En casos de urgencia (riesgo suicida inminente, psicosis aguda, desregulación extrema), debe activarse el protocolo sanitario correspondiente, con apoyo del equipo técnico, y registro detallado de las actuaciones.
El trabajo en red: salud, educación, protección y reforma
La salud mental de los menores en contextos de vulnerabilidad no puede abordarse desde un solo sistema. El éxito de cualquier intervención clínica depende de la existencia de una red coordinada que incluya:
- Servicios de salud mental infantojuvenil.
- Equipos de protección de menores o justicia juvenil.
- Centros educativos.
- Familias o referentes afectivos estables.
- Personal educativo y técnico de los recursos residenciales o terapéuticos.
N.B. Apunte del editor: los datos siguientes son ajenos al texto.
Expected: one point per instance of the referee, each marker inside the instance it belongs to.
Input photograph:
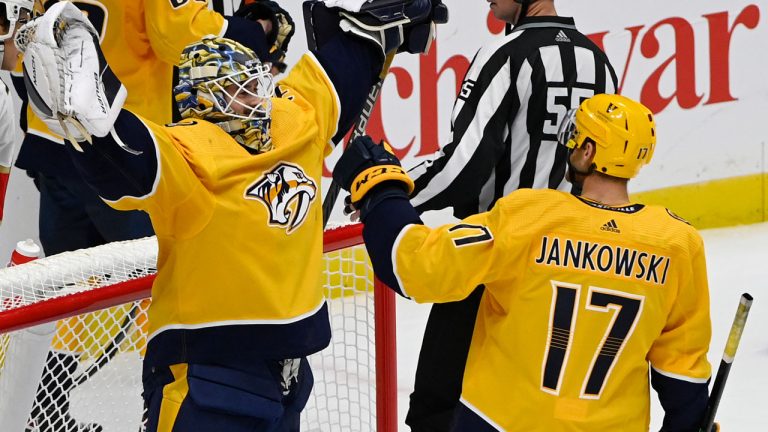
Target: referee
(503, 137)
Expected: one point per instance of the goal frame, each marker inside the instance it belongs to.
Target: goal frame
(51, 310)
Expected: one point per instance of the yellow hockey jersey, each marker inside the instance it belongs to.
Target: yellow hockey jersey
(240, 235)
(141, 40)
(579, 299)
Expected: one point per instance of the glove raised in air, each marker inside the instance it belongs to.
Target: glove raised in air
(69, 83)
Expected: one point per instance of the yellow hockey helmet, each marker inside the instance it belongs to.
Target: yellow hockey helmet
(623, 131)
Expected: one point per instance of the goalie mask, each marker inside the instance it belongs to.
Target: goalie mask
(622, 130)
(225, 83)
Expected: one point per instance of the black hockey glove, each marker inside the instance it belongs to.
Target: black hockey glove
(283, 27)
(371, 173)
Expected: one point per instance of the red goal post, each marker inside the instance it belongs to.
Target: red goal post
(98, 296)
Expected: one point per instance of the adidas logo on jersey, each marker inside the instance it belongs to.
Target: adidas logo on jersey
(611, 226)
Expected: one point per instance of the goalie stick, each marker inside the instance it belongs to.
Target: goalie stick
(357, 131)
(725, 363)
(439, 16)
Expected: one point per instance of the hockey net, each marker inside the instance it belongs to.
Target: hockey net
(73, 333)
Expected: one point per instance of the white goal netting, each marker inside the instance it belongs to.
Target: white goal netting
(73, 333)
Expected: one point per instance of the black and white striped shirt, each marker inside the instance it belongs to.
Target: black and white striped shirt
(505, 119)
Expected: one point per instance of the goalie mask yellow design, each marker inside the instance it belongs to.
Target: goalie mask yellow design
(225, 83)
(623, 131)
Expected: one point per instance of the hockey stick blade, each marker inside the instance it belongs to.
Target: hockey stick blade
(734, 337)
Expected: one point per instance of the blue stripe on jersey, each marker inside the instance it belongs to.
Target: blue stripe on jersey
(684, 402)
(113, 172)
(386, 220)
(353, 65)
(465, 419)
(240, 346)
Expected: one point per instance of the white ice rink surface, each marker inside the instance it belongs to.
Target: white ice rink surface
(737, 262)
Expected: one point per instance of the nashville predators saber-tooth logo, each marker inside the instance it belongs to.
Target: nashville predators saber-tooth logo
(287, 192)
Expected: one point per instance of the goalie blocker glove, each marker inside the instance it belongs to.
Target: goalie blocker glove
(69, 83)
(371, 173)
(393, 25)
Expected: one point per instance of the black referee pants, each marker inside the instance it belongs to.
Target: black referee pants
(442, 359)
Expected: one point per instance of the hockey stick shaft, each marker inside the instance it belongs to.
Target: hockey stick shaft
(357, 131)
(734, 337)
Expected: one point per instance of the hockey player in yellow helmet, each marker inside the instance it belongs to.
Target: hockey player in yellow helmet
(623, 131)
(607, 297)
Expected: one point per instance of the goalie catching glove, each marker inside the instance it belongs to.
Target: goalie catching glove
(69, 83)
(393, 25)
(371, 173)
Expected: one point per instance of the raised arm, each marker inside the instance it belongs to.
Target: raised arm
(680, 370)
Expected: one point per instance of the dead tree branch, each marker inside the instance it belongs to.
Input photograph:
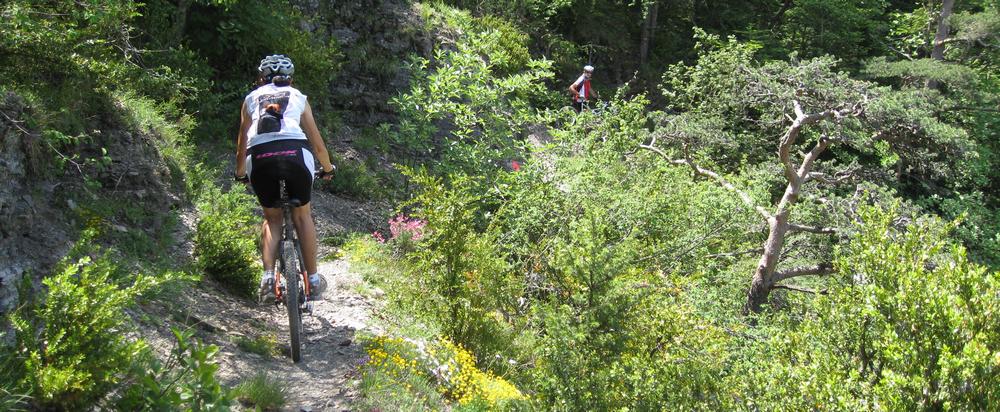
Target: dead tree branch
(820, 269)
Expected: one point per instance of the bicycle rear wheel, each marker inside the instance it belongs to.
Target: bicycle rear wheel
(291, 274)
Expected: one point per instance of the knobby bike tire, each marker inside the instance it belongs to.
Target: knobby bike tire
(292, 273)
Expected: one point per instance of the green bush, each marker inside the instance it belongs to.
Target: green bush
(915, 326)
(264, 345)
(186, 381)
(262, 391)
(226, 240)
(71, 349)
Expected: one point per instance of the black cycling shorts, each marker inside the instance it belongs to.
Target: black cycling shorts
(288, 160)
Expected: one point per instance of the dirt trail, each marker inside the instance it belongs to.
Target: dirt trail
(322, 381)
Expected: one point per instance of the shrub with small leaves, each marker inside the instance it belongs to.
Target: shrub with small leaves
(226, 240)
(70, 348)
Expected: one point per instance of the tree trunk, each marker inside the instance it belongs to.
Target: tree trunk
(760, 286)
(648, 31)
(944, 28)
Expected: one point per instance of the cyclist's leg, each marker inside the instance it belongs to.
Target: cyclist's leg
(298, 182)
(306, 228)
(270, 236)
(264, 178)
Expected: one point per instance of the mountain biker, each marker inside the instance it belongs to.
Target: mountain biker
(279, 140)
(580, 89)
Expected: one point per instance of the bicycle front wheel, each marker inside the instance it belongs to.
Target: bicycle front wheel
(292, 273)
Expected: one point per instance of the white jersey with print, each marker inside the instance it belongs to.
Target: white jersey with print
(292, 103)
(582, 95)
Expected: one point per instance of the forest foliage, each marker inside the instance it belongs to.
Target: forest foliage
(781, 205)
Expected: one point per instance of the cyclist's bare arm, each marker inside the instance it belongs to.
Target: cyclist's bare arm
(308, 124)
(241, 142)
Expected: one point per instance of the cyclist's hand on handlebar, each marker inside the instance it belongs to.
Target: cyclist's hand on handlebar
(322, 174)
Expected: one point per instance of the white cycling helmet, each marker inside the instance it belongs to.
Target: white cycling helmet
(276, 65)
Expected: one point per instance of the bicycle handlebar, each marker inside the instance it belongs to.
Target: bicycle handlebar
(322, 173)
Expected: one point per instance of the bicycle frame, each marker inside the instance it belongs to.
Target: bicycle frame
(291, 268)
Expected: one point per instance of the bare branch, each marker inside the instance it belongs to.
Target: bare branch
(821, 269)
(729, 254)
(813, 229)
(715, 176)
(830, 180)
(811, 157)
(801, 289)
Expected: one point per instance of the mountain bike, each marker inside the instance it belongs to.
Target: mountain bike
(291, 286)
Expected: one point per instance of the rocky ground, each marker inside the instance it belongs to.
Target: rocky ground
(324, 379)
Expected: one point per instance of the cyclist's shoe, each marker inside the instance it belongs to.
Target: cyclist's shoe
(267, 291)
(317, 285)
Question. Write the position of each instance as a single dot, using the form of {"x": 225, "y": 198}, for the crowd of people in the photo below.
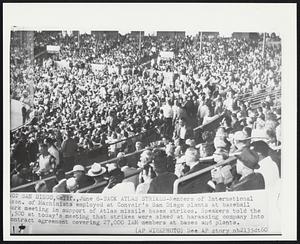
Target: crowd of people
{"x": 77, "y": 108}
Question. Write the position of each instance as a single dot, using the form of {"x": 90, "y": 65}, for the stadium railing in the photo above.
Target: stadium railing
{"x": 47, "y": 179}
{"x": 177, "y": 182}
{"x": 102, "y": 184}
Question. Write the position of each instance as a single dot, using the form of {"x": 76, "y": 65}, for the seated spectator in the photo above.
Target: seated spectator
{"x": 46, "y": 162}
{"x": 197, "y": 184}
{"x": 240, "y": 141}
{"x": 164, "y": 180}
{"x": 128, "y": 170}
{"x": 97, "y": 172}
{"x": 145, "y": 161}
{"x": 147, "y": 176}
{"x": 182, "y": 131}
{"x": 170, "y": 151}
{"x": 220, "y": 140}
{"x": 82, "y": 179}
{"x": 61, "y": 185}
{"x": 268, "y": 168}
{"x": 72, "y": 185}
{"x": 41, "y": 186}
{"x": 246, "y": 164}
{"x": 220, "y": 155}
{"x": 69, "y": 150}
{"x": 52, "y": 150}
{"x": 116, "y": 186}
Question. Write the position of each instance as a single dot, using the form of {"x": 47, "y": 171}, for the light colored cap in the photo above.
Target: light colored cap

Un error común es pensar que una vez derivado, el caso “pasa” a salud mental. En realidad, el abordaje debe ser conjunto, respetando los roles de cada sistema pero articulando objetivos, ritmos y acompañamientos.
Cuidar la salud mental desde lo educativo es posible (y necesario)
Frente a una generación de menores crecientemente expuesta al trauma, la precariedad emocional y la incertidumbre vital, el trabajo socioeducativo tiene un papel crucial en la detección temprana, la contención afectiva y el sostenimiento institucional del cuidado.
No se trata de psicologizar todo. Se trata de entender que lo que el menor expresa tiene sentido, que la salud mental no se construye solo en consultas clínicas, y que un educador, una educadora o un profesional social formado, consciente y comprometido puede ser el primer eslabón en la cadena de recuperación.
Formarse en salud mental desde lo educativo es, hoy más que nunca, una condición de calidad profesional y de justicia social.